Weller has not only reproduced a stunning likeness of the multi-pleated bow and knotted piece, he has gone two articles of clothing better. One time he caught a glance of his denim work shirt sitting on a hanger nearby and now that wooden replica, complete with folds and creases, hangs on the wall in his study, coated with shellac giving it a startling real, starched, ready-to-wear, appearance. Weller has also duplicated a wooden pair of his work shoes, complete with laces and wrinkles that will floor a visitor.
Weller rarely ever paints any of his subjects because, as he puts it, you “never know what’s under that paint.” He would rather be a purist than to cover up any blemishes by painting. Another of his idiosyncrasies is that, other than the wood burning tool used to feather the birds, and some finishing bits, he does not succumb to any power tools to extract the tens of thousands of chips he has made.
As you might imagine, when Weller creates, it is not work or a task; it is done for the sheer love and pleasure of art. Time spent per piece is never recorded by him. Time is “meaningless” he says when he is concentrating on a project. When asked to name the opus of his that he prefers the most, Weller alludes back to that concentration of the piece at hand as his favorite.

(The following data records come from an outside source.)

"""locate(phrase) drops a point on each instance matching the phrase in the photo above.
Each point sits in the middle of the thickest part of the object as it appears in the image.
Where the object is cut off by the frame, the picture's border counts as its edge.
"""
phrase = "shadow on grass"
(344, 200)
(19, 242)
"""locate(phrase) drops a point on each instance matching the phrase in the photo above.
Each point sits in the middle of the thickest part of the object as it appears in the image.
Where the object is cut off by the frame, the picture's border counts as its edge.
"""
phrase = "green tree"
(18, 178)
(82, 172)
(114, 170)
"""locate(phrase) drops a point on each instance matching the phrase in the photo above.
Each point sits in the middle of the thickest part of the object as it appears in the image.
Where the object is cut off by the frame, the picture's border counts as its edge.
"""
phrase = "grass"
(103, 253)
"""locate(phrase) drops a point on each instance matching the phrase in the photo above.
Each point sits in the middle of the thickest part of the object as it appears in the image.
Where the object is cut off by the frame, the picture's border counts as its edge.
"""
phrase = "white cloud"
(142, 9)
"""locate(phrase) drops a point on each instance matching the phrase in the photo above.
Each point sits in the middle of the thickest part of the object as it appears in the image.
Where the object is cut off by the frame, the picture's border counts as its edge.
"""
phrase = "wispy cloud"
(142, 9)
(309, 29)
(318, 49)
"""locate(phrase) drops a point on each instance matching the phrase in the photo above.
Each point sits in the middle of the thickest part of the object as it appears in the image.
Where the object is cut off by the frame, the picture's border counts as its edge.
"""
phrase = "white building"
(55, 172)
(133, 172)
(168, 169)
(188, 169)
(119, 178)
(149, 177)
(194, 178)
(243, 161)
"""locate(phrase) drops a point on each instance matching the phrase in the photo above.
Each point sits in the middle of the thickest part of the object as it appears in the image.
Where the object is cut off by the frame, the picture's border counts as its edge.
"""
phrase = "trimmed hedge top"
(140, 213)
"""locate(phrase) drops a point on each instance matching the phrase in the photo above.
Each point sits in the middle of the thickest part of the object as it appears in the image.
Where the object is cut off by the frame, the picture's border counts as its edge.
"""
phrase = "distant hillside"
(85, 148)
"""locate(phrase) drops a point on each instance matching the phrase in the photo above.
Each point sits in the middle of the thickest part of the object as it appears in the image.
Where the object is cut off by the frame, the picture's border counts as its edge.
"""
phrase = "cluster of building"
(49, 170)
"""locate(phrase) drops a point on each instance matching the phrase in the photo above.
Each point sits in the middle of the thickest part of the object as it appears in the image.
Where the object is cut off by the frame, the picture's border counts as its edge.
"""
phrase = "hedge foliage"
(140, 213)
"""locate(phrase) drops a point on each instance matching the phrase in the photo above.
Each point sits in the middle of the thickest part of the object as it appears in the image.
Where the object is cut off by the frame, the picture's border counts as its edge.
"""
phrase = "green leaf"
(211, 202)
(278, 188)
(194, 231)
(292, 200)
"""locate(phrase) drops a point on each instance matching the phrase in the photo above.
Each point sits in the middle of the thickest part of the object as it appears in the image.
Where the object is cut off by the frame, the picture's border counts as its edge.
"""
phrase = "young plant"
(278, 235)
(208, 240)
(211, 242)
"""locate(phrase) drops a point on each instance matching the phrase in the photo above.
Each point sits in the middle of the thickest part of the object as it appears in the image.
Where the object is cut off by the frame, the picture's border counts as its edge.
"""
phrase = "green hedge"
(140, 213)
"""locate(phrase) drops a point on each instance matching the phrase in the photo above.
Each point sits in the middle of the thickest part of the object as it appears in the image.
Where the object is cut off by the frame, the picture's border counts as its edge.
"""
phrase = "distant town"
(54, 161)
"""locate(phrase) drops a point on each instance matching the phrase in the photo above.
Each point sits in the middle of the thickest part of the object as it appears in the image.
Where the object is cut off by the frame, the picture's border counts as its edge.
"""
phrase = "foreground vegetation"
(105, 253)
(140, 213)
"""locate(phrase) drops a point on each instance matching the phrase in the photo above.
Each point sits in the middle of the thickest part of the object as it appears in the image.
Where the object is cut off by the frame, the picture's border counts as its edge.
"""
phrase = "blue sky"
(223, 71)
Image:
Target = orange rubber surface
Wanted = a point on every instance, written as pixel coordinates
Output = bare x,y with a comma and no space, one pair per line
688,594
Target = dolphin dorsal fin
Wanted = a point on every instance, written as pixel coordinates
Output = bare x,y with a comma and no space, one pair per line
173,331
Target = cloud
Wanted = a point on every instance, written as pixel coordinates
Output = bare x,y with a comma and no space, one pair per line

So what goals has he set for himself lately? He is now on his fifth garland where he is utilizing thicker, 3” stock. The challenge, he explains, lies in carving more deeply than with thinner pieces of wood. The deeper he goes, the better he is able to get more shadows and stronger relief. The intention is to achieve results that reflect the floral arrangement to be classified as more like fine art. It also allows him to use his imagination more, yet it is this “visualization” that is the hardest challenge for him. As a truly gifted artist, he eventually comes to know it when he sees it.
Marian Weller will tell you the irony is that the crusty, but loveable, “Mr. Chips” to the outside world transforms into a perfectionist in the world of his art where he has an everlasting reservoir of patience to perform the multiple, meticulous removals of miniscule bits of wood. Her husband reasons that he has the ability to be patient because “I love art.”
Over the course of his work career, the World War II veteran is quite proud of the 18 patents that he owns. More likely, however, it will be his dozens of magnificent creations that will leave a much greater legacy to his family and to the world of wood carving.